Another stakeholder, DG/CEO, Infrastructure Concession Regulatory Commission, Engr. Chidi Izuwah, said delivering quality maternal healthcare in Nigeria should involve collaboration between all stakeholders in the healthcare sector, both private and public healthcare providers, practitioners, public and private suppliers, health maintenance organisations (HMOs), pharmaceutical companies, and government, bearing in mind that the goal of these collaborations must always put the patient first.

“Let’s move from statistics and analysis and move into action. Enough of the rhetorics. Maternal and child health should be priority number one. There should be an annual state of mother and child report as this is bound to attract attention.”

In the drive to achieve the three arms of universal coverage, access, affordability and quality: a greater focus is needed on quality in healthcare in order to improve patient outcomes and experience, ensuring that all patients have access to quality healthcare.

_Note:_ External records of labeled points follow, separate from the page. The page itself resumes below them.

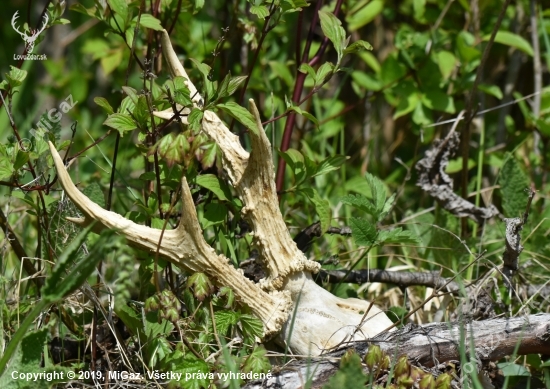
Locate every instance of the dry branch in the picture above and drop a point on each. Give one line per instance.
(433, 179)
(320, 320)
(428, 345)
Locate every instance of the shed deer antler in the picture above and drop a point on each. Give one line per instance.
(321, 320)
(29, 40)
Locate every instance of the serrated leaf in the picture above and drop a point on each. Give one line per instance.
(295, 161)
(361, 202)
(214, 184)
(397, 235)
(226, 319)
(241, 114)
(261, 11)
(120, 7)
(103, 103)
(364, 232)
(201, 285)
(492, 90)
(21, 159)
(378, 191)
(234, 83)
(365, 15)
(60, 283)
(227, 292)
(141, 111)
(513, 40)
(322, 207)
(214, 214)
(305, 68)
(195, 119)
(513, 182)
(330, 164)
(257, 362)
(358, 46)
(332, 28)
(149, 21)
(121, 122)
(252, 326)
(16, 76)
(173, 149)
(513, 369)
(27, 359)
(325, 71)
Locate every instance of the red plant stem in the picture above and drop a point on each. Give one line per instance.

The Chief Medical Director, Lagoon Hospitals, Lagos, Dr. Olujimi Coker, in his analysis of the situation is of the opinion that in as much as quality has to be the bedrock of every health care, what is missing in the Universal Health Coverage is quality, stressing that so much resources is not needed in the provision of quality healthcare.

Stressing that maternal care protection is a good indication of how good a country’s healthcare is, solutions are multi-factorial and the possibility to have a society where no woman has to die is feasible and possible.

“There are cases of medication mismanagement and the misuse of antibiotics with processes which are not properly in place. You don’t need a lot of money to provide quality healthcare.

“Currently, efforts to improve quality in healthcare are not consistent across all healthcare providers, leaving many gaps in the system. There needs to be a greater effort to improve quality in healthcare in order to increase confidence in the healthcare sector, with the use of quality measures to access service delivery.”

Quality in maternal healthcare is not yielding improvement in health indices as expected in Nigeria, so it is imperative to consider the standard of healthcare being received.

The availability of electricity for the preservation of oxytocin and other medical equipment, especially in healthcare and storage facilities needs to be improved, and with a reduction in the delays women face in receiving care as well as maximising resources to avoid wastage. After all, pregnancy is not a sickness but a state of being and no woman must die while giving life.